In a paper published in the journal Scientific Reports, researchers compared human creativity to that of three artificial intelligence (AI) chatbots using the alternate uses task (AUT). The study involved 256 human participants to generate creative uses for everyday objects. Remarkably, on average, the AI chatbots consistently exceeded humans in generating creative responses. However, the best human ideas still equaled or surpassed those of the chatbots. This highlights the potential of AI to enhance creativity while emphasizing the unique complexity of human creativity that may be challenging for AI to fully replicate or exceed. The study offers insights into the evolving relationship between human and machine creativity in the context of AI's impact on creative work.
Background
The rise of generative AI tools has raised questions about their impact on society and human creativity. This includes concerns about employment, education, legal issues, and the nature of creativity itself. AI has shown promise in areas like chess and art by challenging conventional ideas about creativity.

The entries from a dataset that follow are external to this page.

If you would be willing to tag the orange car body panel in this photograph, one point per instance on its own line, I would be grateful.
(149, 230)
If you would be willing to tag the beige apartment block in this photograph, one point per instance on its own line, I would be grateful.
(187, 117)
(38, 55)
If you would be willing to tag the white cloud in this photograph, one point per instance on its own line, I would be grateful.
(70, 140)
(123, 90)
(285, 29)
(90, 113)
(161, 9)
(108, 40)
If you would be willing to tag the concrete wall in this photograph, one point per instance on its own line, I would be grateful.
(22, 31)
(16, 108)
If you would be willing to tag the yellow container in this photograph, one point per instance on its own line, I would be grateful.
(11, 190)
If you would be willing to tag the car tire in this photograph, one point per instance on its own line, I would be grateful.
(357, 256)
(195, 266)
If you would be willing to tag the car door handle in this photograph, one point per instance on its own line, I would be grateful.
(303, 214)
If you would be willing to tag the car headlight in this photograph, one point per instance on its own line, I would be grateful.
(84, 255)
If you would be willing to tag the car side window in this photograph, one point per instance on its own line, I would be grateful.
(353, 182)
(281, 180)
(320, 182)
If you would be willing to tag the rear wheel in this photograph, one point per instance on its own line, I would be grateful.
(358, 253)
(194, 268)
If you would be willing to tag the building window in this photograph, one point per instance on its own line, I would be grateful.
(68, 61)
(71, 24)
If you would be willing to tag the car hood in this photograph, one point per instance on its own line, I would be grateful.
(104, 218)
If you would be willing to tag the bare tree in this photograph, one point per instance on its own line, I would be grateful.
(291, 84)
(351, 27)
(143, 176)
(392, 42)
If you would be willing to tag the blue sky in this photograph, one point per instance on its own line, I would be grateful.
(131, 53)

Creativity is traditionally defined as the ability to generate original and useful ideas that are often evaluated through tasks measuring divergent thinking. Divergent thinking involves producing many ideas that are assessed by criteria like fluency, flexibility, originality, and elaboration. This study compares human and AI chatbot performance in a divergent thinking task to explore whether AI's vast memory and quick database access enhance originality. It highlights the importance of associative thinking and executive control in creativity.
Proposed Method
Participants: Data from human participants for the AUT were gathered through Prolific, in which 279 participants were included in the study after successfully passing attention checks. The average age of the participants was 30.4 years, and they hailed from the United Kingdom, United States, Canada, and Ireland. None of the participants reported any history of head injuries, current medication usage, or ongoing mental health issues. Ethical guidelines were followed with approval from the Ethics Committee for Human Sciences at the University of Turku.

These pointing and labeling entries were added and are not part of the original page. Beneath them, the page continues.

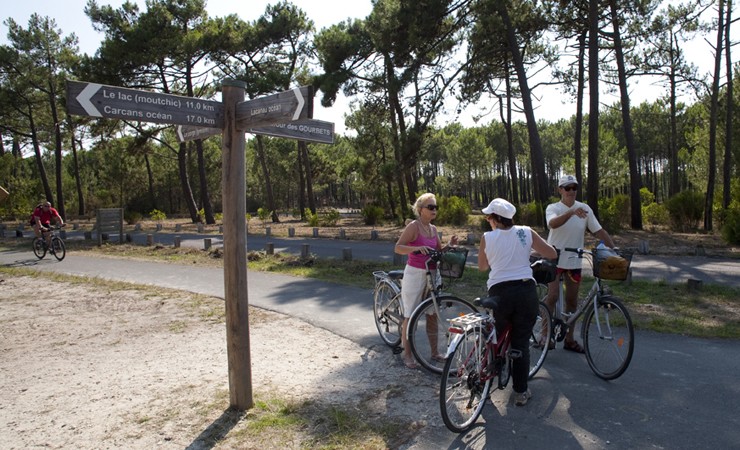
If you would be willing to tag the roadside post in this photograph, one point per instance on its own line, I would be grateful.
(285, 114)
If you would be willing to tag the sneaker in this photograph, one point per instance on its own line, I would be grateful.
(520, 399)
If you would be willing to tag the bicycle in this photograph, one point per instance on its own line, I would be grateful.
(607, 331)
(427, 327)
(40, 247)
(477, 356)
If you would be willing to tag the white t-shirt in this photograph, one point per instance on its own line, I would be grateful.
(571, 233)
(508, 254)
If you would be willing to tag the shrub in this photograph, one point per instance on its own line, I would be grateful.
(613, 212)
(372, 214)
(157, 215)
(686, 210)
(655, 214)
(263, 214)
(452, 211)
(330, 218)
(313, 219)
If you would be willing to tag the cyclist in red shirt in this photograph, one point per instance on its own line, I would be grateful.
(42, 217)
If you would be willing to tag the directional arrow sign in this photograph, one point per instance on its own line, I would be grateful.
(99, 100)
(309, 130)
(300, 130)
(277, 108)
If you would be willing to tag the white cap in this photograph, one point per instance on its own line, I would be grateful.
(565, 180)
(500, 207)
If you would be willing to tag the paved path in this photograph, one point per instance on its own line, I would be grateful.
(679, 392)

AI Chatbots: Three AI chatbots, namely, ChatGPT3.5 (referred to as ChatGPT3), ChatGPT4, and Copy.Ai, were tested using the AUT. The chatbots underwent testing a total of 11 times, with each session involving four different object prompts, resulting in a total of 132 observations.
Procedure: The AUT comprised tasks involving four object probes: rope, box, pencil, and candle. Participants were instructed to prioritize quality over quantity and create original and creative usage for these objects. Each object was presented for 30 seconds, during which participants entered their ideas. AI chatbots were instructed to generate a specific number of ideas and limit their responses to 1-3 words to match human responses.
Scoring: The semantic distance between object names and responses was computed using five semantic models. Subjective creativity/originality ratings were collected from six human raters using a 5-point scale. Inter-rater reliability was high. Separate linear mixed-effect analyses compared human and AI performance by considering factors like group (human vs. AI), object, and fluency (number of responses). Post-hoc pairwise comparisons were adjusted for multiple comparisons.
Statistical Analyses: The analyses involved linear mixed-effect models considering fixed effects (Group, Object, and their interactions) and covariates like Fluency. Type III analysis of variance results were obtained, and post-hoc pairwise comparisons were adjusted for multiple comparisons with the Multivariate t-distribution (mvt) method.
Study Results
Descriptive statistics and correlations: The descriptive statistics are presented for humans and AI chatbots, averaged across all four object prompts. There is a moderate correlation between semantic distance and human subjective ratings in both mean and max scores.
Overall Human and AI Performance: AI outperformed humans in both semantic distance and subjective rating mean scores. The AI achieved higher mean scores, while fluency hurt mean scores and a positive effect on max scores. AI chatbots consistently provide more unusual and logical responses compared to some human responses.
Differentiating Performance Between AI Chatbots and Objects: ChatGPT3 and ChatGPT4 obtained higher mean semantic distance scores than humans, but there were no significant differences between the AI chatbots. No statistically significant differences between humans and AI chatbots in max scores existed. ChatGPT4 outperformed humans across most objects in human subjective ratings, while ChatGPT3 and Copy.AI performed similarly and better than humans. However, this superiority did not extend to responses to the pencil and candle.
Conclusion
To summarize, this study indicates that AI chatbots have achieved creative capabilities at least on par with the average human in the commonly used AUT test for divergent thinking. Although AI generally outperforms humans, the top-performing humans can still compete. It is important to note that AI technology is rapidly advancing, and results may change over time. The primary weakness in human performance lies in the higher prevalence of poor-quality ideas, which are absent in chatbot responses due to variations in human performance and motivational factors. This study focuses on divergent thinking within the AUT task to recognize that creativity is a multifaceted concept.